Almost half of mortgages granted are 100% to 109% loan to purchase price
This is according to John Loos, FNB household and property sector strategist, who studied deeds office data for transactions undertaken by individuals and looked at loan-to-purchase price (LTP) on each transaction identified. Each loan was placed within an LTP band, and then the number of loans in each LTP band and their percentage of the total number of loans was estimated.
“We find that the 100% to 109% LTP band (those homes where the bond registered is between 100% and 109% of the home transaction value), were estimated at 41.5% of the total number of bonds identified in Q2 2016,” said Loos. “This percentage is slightly lower than the 43.1% multi-year high reached in Q4 2015.”
FNB studied the absolute number of transactions falling in the 100% to 109% LTP range and found that in Q1 2016 there were 9,951 bonded transactions by individuals in the 100% to 109% LTP range – more than double the 4,117 low of Q3 2009, but well down on the 33,825 high reached in Q3 2006.
The bank also identified which price ranges were most heavily dependent on 100%+ LTP loans.
“We have split the market into quintiles based on the value of transactions by individuals,” said Loos. “The top 20% of transactions by value are labelled ‘quintile 1’, while the bottom 20% of transactions by value are labelled ‘quintile 5’.
“The average transaction values, as at Q2 2016, per quintile, were R2,442m in the case of quintile 1, R1,057m in quintile 2, R658,922 in quintile 3, R358,934 in quintile 4 and R84,376 in quintile 5. Examining the distribution of LTP ratios by price quintiles, we find that quintile 4 is most highly dependent on 100% to 109% loans, with the share of these loans making up 49.5% of its total mortgage loans to individuals in Q2. Quintile 3 is next with 42.2% of its loans in the 100% to 109% LTP bracket.
“The lowest dependence on 100%+ loans is in the most affluent quintile 1, where a significantly lower 22.1% of this quintile’s bonds registered fall into the 100% to 109% LTP category.”
FNB estimated that the average LTP ratios in the 18- to 30-year age groups were highest of age cohorts, at 92% on all bonded transactions. The average then slid steadily to 91% LTP in the 30- to 35-age group, 89% in the 35- to 40-year group, and ending at 74% LTP for the 55+ age group.

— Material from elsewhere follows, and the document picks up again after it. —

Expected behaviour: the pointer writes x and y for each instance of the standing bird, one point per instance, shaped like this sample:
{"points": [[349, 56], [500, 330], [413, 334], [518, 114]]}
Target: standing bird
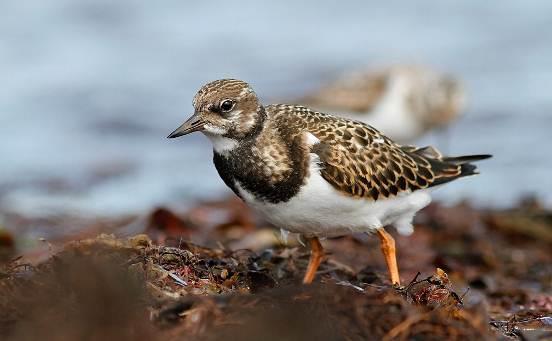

“Finally, what are the average bond values of the different age cohorts? Given their financial limitations early in their careers, it is not surprising to find that the lowest average estimated bond value in the 18- to 25-year age group, at R686,380, and the 25- to 30-year age group at R818,656,” said Loos. “The average bond value makes its way higher to peak at R1,084m for the 45- to 50-year age group before tapering off in the older age groups.
“In short, according to our deeds data estimates, 100%+ mortgage loans are fairly common these days. Though not quite being the 50%+ majority, they amount to an estimated 41.5% of total bonds taken by individuals, with higher percentages in the more affordable segments of the market. The full perspective is gained when examining the total market volumes, though, and at present these volumes appear fairly ‘normal’, noticeably higher than the 2009 low point, but far down from the 2006 boom time peak.”